On Purgatory
Two down, one to go, on getting back the proper Holy Days of Obligation here in England and Wales, as kept by most of the rest of the world, including the Pope. Astonishingly, the Sacred Heart, the date of which is based on that of Corpus Christi, is still being kept on the right day, i.e., next Friday. Do they just not know, or something?
Do many Catholics still believe in transubstantiation? Well, if such things were ever taught in Catholic schools, then more of them might. But anyway, so what? What matters is that the Church teaches it. Catholics who dissent from the Teaching of the Church are just wrong, objectively speaking. That is all that there is to it. Only the Catholic Church provides such objectivity, which is perfectly encapsulated in transubstantiation. It was only from Christianity in general, and from Catholicism in particular, that science acquired the idea that some propositions were just plain true, so that others were just plain false. And it was only from Christianity in general, and from Catholicism in particular, that science acquired the idea that there was an investigable order in the universe; even if that order is a law of chaos, then the point still stands.
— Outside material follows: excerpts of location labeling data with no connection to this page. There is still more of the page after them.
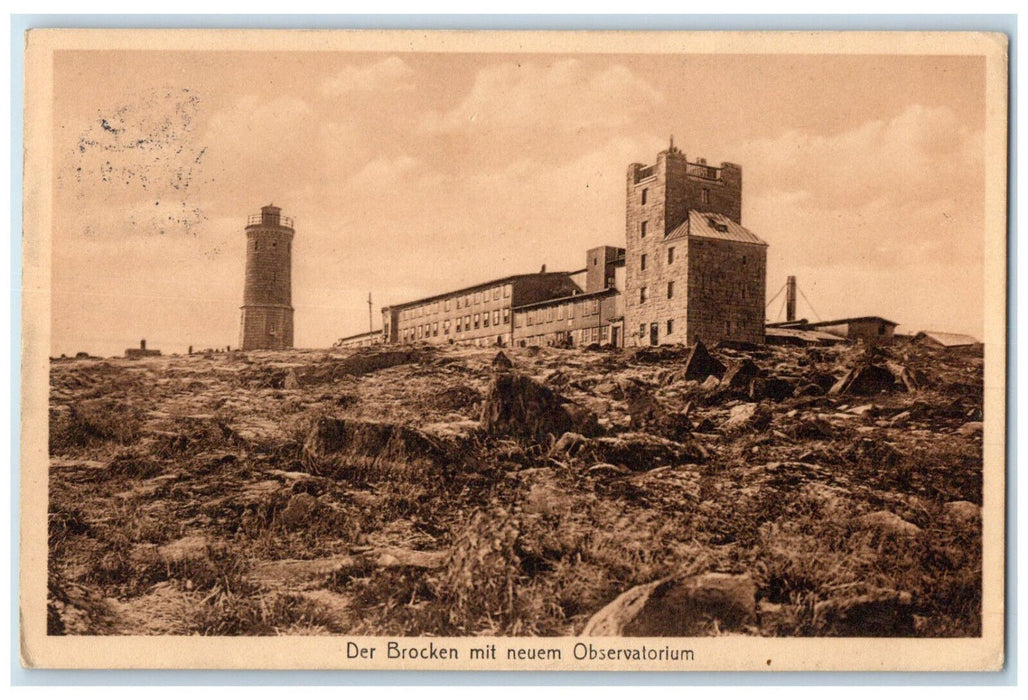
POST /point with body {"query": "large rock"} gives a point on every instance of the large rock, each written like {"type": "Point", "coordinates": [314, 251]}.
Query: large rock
{"type": "Point", "coordinates": [701, 364]}
{"type": "Point", "coordinates": [519, 406]}
{"type": "Point", "coordinates": [889, 523]}
{"type": "Point", "coordinates": [298, 511]}
{"type": "Point", "coordinates": [739, 375]}
{"type": "Point", "coordinates": [345, 446]}
{"type": "Point", "coordinates": [696, 605]}
{"type": "Point", "coordinates": [640, 451]}
{"type": "Point", "coordinates": [746, 416]}
{"type": "Point", "coordinates": [865, 380]}
{"type": "Point", "coordinates": [881, 613]}
{"type": "Point", "coordinates": [648, 414]}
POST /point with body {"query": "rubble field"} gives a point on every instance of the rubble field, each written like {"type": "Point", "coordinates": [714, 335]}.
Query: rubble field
{"type": "Point", "coordinates": [449, 490]}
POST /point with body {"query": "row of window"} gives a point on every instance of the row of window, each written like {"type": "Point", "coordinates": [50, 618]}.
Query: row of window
{"type": "Point", "coordinates": [645, 293]}
{"type": "Point", "coordinates": [464, 301]}
{"type": "Point", "coordinates": [463, 325]}
{"type": "Point", "coordinates": [653, 328]}
{"type": "Point", "coordinates": [557, 312]}
{"type": "Point", "coordinates": [670, 257]}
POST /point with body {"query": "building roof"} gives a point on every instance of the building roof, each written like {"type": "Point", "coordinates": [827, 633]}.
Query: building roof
{"type": "Point", "coordinates": [710, 225]}
{"type": "Point", "coordinates": [565, 299]}
{"type": "Point", "coordinates": [806, 336]}
{"type": "Point", "coordinates": [949, 339]}
{"type": "Point", "coordinates": [474, 288]}
{"type": "Point", "coordinates": [858, 319]}
{"type": "Point", "coordinates": [365, 334]}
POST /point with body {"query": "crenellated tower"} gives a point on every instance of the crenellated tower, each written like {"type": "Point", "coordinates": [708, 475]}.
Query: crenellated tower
{"type": "Point", "coordinates": [267, 305]}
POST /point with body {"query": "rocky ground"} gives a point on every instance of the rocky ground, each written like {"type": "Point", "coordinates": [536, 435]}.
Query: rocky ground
{"type": "Point", "coordinates": [448, 491]}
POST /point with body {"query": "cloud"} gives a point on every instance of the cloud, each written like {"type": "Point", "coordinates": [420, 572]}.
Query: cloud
{"type": "Point", "coordinates": [388, 75]}
{"type": "Point", "coordinates": [921, 154]}
{"type": "Point", "coordinates": [564, 96]}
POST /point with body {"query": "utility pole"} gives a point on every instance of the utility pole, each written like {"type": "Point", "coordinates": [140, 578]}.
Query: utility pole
{"type": "Point", "coordinates": [790, 298]}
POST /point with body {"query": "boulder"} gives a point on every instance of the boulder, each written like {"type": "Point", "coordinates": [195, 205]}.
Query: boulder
{"type": "Point", "coordinates": [738, 376]}
{"type": "Point", "coordinates": [883, 613]}
{"type": "Point", "coordinates": [774, 389]}
{"type": "Point", "coordinates": [518, 406]}
{"type": "Point", "coordinates": [647, 414]}
{"type": "Point", "coordinates": [889, 523]}
{"type": "Point", "coordinates": [695, 605]}
{"type": "Point", "coordinates": [865, 380]}
{"type": "Point", "coordinates": [701, 364]}
{"type": "Point", "coordinates": [346, 446]}
{"type": "Point", "coordinates": [747, 415]}
{"type": "Point", "coordinates": [298, 511]}
{"type": "Point", "coordinates": [962, 511]}
{"type": "Point", "coordinates": [502, 363]}
{"type": "Point", "coordinates": [971, 428]}
{"type": "Point", "coordinates": [640, 451]}
{"type": "Point", "coordinates": [291, 382]}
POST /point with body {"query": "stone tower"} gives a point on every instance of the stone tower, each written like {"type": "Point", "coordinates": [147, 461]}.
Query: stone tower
{"type": "Point", "coordinates": [267, 304]}
{"type": "Point", "coordinates": [691, 268]}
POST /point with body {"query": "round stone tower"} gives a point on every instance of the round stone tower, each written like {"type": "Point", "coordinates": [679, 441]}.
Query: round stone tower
{"type": "Point", "coordinates": [267, 299]}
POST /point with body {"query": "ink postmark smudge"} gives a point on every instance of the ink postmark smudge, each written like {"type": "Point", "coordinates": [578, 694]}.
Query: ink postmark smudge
{"type": "Point", "coordinates": [145, 151]}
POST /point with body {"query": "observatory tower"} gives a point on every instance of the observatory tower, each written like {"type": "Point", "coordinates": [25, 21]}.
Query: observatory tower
{"type": "Point", "coordinates": [267, 303]}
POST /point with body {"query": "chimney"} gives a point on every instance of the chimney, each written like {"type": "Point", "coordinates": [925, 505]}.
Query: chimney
{"type": "Point", "coordinates": [791, 298]}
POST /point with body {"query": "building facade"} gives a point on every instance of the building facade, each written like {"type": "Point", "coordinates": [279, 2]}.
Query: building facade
{"type": "Point", "coordinates": [266, 321]}
{"type": "Point", "coordinates": [481, 315]}
{"type": "Point", "coordinates": [594, 316]}
{"type": "Point", "coordinates": [692, 269]}
{"type": "Point", "coordinates": [689, 269]}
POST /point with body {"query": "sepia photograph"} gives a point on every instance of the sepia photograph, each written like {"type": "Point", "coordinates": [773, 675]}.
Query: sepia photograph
{"type": "Point", "coordinates": [514, 351]}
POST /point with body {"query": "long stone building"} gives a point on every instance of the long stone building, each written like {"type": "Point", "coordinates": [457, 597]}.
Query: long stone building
{"type": "Point", "coordinates": [689, 269]}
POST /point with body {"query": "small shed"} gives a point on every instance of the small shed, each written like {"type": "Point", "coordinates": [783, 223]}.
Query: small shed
{"type": "Point", "coordinates": [940, 339]}
{"type": "Point", "coordinates": [871, 330]}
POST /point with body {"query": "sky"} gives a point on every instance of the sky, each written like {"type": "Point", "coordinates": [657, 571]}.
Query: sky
{"type": "Point", "coordinates": [410, 174]}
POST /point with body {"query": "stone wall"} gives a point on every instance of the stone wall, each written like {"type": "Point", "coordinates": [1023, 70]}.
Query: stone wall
{"type": "Point", "coordinates": [266, 321]}
{"type": "Point", "coordinates": [727, 291]}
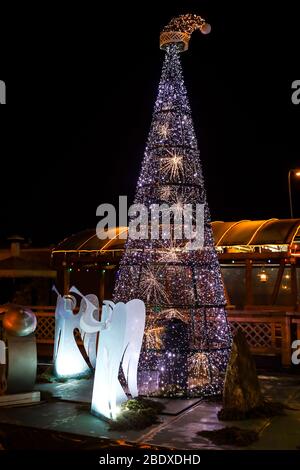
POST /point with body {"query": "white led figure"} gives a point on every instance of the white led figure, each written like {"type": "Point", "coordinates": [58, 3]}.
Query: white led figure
{"type": "Point", "coordinates": [135, 327]}
{"type": "Point", "coordinates": [90, 339]}
{"type": "Point", "coordinates": [120, 341]}
{"type": "Point", "coordinates": [67, 359]}
{"type": "Point", "coordinates": [2, 353]}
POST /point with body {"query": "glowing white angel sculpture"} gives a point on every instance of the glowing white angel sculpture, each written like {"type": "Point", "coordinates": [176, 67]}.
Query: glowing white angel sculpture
{"type": "Point", "coordinates": [67, 358]}
{"type": "Point", "coordinates": [120, 341]}
{"type": "Point", "coordinates": [90, 339]}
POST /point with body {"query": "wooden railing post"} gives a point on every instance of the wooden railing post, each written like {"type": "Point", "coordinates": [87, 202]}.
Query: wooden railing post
{"type": "Point", "coordinates": [286, 341]}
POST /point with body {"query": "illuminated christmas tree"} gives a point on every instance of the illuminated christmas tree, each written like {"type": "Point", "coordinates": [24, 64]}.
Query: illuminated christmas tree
{"type": "Point", "coordinates": [187, 340]}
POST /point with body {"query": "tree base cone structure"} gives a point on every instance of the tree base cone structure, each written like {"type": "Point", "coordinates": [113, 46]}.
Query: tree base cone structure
{"type": "Point", "coordinates": [187, 338]}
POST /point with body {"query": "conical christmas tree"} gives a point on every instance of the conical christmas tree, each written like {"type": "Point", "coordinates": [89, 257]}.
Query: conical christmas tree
{"type": "Point", "coordinates": [187, 339]}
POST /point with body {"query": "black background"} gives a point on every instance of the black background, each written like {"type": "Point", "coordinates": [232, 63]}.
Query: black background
{"type": "Point", "coordinates": [81, 85]}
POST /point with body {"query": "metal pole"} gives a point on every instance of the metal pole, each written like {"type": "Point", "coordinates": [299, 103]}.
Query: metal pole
{"type": "Point", "coordinates": [290, 193]}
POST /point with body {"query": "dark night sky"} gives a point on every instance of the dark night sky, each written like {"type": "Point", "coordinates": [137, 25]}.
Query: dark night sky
{"type": "Point", "coordinates": [81, 87]}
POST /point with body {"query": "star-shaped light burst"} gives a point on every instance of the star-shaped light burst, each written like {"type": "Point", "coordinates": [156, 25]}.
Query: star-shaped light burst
{"type": "Point", "coordinates": [151, 285]}
{"type": "Point", "coordinates": [172, 166]}
{"type": "Point", "coordinates": [164, 130]}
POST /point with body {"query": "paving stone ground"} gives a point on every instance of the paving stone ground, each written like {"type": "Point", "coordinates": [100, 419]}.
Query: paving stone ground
{"type": "Point", "coordinates": [68, 411]}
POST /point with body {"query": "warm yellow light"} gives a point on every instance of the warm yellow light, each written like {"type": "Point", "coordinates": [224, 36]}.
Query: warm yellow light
{"type": "Point", "coordinates": [263, 277]}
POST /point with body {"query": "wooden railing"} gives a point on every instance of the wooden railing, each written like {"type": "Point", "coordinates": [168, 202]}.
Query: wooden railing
{"type": "Point", "coordinates": [267, 332]}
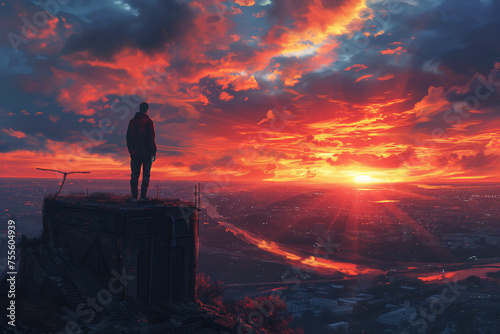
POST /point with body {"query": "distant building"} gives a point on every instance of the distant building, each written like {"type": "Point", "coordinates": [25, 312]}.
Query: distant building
{"type": "Point", "coordinates": [323, 303]}
{"type": "Point", "coordinates": [339, 327]}
{"type": "Point", "coordinates": [398, 317]}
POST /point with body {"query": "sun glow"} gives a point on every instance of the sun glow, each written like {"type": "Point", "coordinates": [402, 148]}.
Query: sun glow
{"type": "Point", "coordinates": [363, 179]}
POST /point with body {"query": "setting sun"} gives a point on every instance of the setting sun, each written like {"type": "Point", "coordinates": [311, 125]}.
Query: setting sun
{"type": "Point", "coordinates": [363, 179]}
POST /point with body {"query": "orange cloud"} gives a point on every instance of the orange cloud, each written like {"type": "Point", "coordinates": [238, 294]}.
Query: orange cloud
{"type": "Point", "coordinates": [13, 133]}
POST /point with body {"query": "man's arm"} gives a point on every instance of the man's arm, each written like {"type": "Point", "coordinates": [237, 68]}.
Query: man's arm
{"type": "Point", "coordinates": [129, 138]}
{"type": "Point", "coordinates": [152, 137]}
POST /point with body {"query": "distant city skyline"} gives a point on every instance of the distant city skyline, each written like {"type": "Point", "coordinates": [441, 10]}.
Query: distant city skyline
{"type": "Point", "coordinates": [315, 91]}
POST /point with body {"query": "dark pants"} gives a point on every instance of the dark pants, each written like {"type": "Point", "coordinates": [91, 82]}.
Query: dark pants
{"type": "Point", "coordinates": [135, 164]}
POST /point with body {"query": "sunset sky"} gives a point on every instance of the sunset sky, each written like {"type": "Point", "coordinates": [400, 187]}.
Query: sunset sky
{"type": "Point", "coordinates": [298, 90]}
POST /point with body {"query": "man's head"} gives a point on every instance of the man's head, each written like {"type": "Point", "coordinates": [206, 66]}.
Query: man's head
{"type": "Point", "coordinates": [144, 107]}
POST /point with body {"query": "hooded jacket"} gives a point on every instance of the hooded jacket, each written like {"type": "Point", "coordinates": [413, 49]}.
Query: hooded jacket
{"type": "Point", "coordinates": [141, 136]}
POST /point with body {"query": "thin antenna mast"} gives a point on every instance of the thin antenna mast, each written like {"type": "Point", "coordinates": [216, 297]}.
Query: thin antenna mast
{"type": "Point", "coordinates": [64, 178]}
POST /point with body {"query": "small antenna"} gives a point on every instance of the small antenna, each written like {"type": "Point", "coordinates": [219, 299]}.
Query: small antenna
{"type": "Point", "coordinates": [64, 178]}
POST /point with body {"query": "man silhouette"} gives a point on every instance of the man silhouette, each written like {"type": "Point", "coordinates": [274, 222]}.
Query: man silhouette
{"type": "Point", "coordinates": [142, 148]}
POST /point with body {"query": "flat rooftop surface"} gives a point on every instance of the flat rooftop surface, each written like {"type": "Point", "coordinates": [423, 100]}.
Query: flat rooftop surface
{"type": "Point", "coordinates": [116, 201]}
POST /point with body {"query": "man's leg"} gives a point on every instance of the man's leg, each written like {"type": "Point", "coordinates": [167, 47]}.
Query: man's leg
{"type": "Point", "coordinates": [135, 166]}
{"type": "Point", "coordinates": [146, 174]}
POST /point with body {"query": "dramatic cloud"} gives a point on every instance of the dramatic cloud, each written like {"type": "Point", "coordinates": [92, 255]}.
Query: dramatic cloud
{"type": "Point", "coordinates": [278, 90]}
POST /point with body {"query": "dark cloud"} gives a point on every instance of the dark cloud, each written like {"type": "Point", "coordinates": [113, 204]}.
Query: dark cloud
{"type": "Point", "coordinates": [157, 24]}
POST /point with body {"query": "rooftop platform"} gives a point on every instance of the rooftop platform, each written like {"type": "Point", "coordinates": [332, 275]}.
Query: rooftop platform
{"type": "Point", "coordinates": [118, 201]}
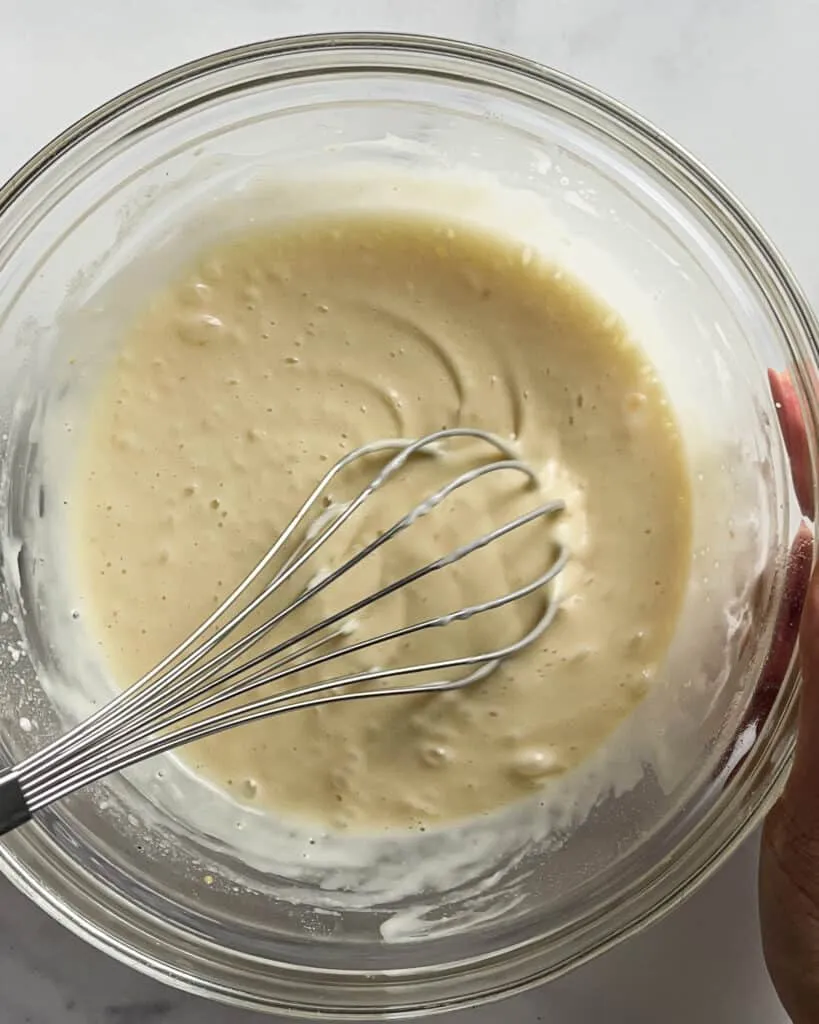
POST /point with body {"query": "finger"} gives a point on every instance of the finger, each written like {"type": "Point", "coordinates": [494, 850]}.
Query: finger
{"type": "Point", "coordinates": [802, 793]}
{"type": "Point", "coordinates": [794, 434]}
{"type": "Point", "coordinates": [789, 857]}
{"type": "Point", "coordinates": [787, 624]}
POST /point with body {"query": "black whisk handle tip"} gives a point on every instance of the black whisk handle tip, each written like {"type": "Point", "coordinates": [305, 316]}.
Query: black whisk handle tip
{"type": "Point", "coordinates": [13, 806]}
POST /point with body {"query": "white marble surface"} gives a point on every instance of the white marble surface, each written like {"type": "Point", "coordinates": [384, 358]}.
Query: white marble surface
{"type": "Point", "coordinates": [735, 81]}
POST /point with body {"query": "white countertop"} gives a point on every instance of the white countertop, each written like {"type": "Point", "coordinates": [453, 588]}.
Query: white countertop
{"type": "Point", "coordinates": [736, 82]}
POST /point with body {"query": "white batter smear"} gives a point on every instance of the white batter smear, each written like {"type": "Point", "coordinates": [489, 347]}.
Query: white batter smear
{"type": "Point", "coordinates": [275, 352]}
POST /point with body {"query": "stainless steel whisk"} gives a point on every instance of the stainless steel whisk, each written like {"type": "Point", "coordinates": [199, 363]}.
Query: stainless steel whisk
{"type": "Point", "coordinates": [165, 708]}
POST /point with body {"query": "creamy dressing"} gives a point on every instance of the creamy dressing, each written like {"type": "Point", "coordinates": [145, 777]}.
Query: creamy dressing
{"type": "Point", "coordinates": [278, 350]}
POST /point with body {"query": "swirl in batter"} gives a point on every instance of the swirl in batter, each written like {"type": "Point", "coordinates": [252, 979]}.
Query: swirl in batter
{"type": "Point", "coordinates": [281, 349]}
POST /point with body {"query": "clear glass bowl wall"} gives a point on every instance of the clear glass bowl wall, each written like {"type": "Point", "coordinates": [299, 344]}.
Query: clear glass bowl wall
{"type": "Point", "coordinates": [101, 194]}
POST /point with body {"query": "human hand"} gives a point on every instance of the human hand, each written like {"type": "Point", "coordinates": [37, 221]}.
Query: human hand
{"type": "Point", "coordinates": [789, 857]}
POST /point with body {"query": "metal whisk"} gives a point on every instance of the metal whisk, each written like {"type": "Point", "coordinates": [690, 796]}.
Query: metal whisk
{"type": "Point", "coordinates": [176, 701]}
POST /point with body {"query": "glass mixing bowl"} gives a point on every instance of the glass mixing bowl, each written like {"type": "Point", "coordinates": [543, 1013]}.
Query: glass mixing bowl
{"type": "Point", "coordinates": [180, 904]}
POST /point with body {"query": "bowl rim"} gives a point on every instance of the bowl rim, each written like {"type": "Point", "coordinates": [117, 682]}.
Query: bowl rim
{"type": "Point", "coordinates": [771, 274]}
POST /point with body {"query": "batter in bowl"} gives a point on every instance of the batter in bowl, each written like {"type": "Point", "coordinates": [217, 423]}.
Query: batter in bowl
{"type": "Point", "coordinates": [278, 350]}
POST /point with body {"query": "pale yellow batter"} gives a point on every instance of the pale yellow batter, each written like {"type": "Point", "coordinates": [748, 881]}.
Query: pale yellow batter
{"type": "Point", "coordinates": [278, 351]}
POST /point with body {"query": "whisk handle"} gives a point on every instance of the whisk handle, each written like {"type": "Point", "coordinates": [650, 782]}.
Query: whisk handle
{"type": "Point", "coordinates": [13, 806]}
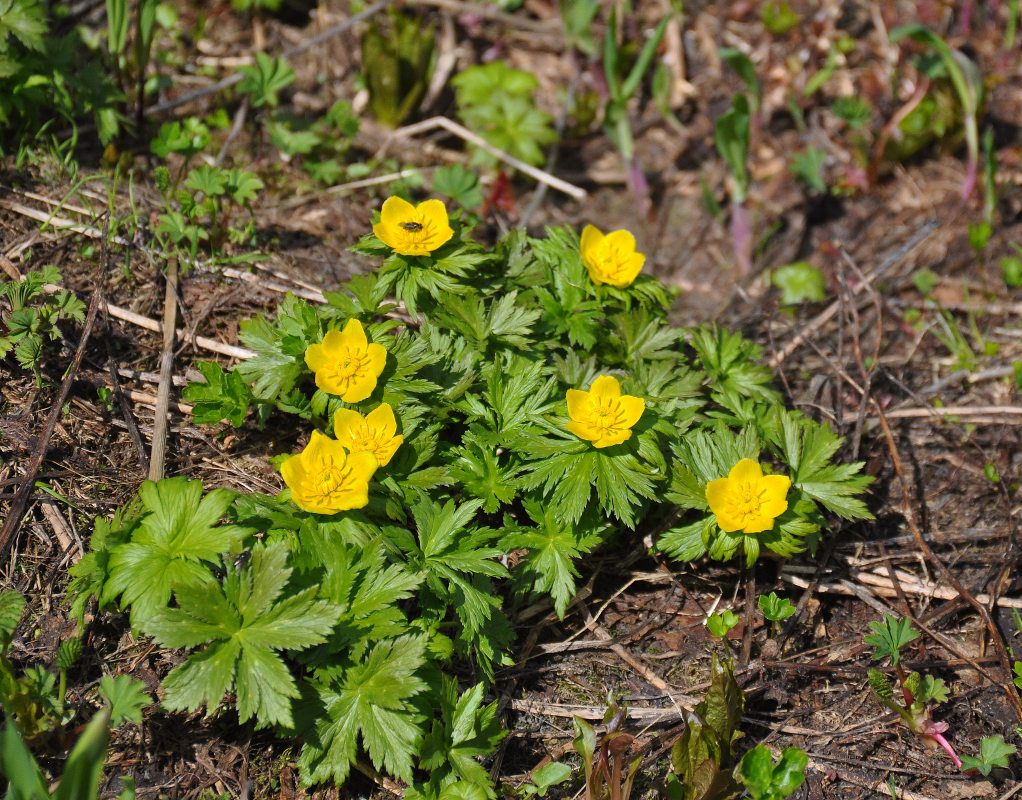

Faced with a changed intellectual environment that denies those foundations rather than simply presupposing them, then science must return to the system that first asserted them in the midst of a former such environment. That system is Christianity in general, and Catholicism in particular. Thus, for example, by affirming the objective existence of the substance distinct from the accidents, transubstantiation also affirms the objective existence of the accidents, which are the objects of scientific investigation. Transubstantiation is the bulwark against the Postmodern assault on science. Nothing else is.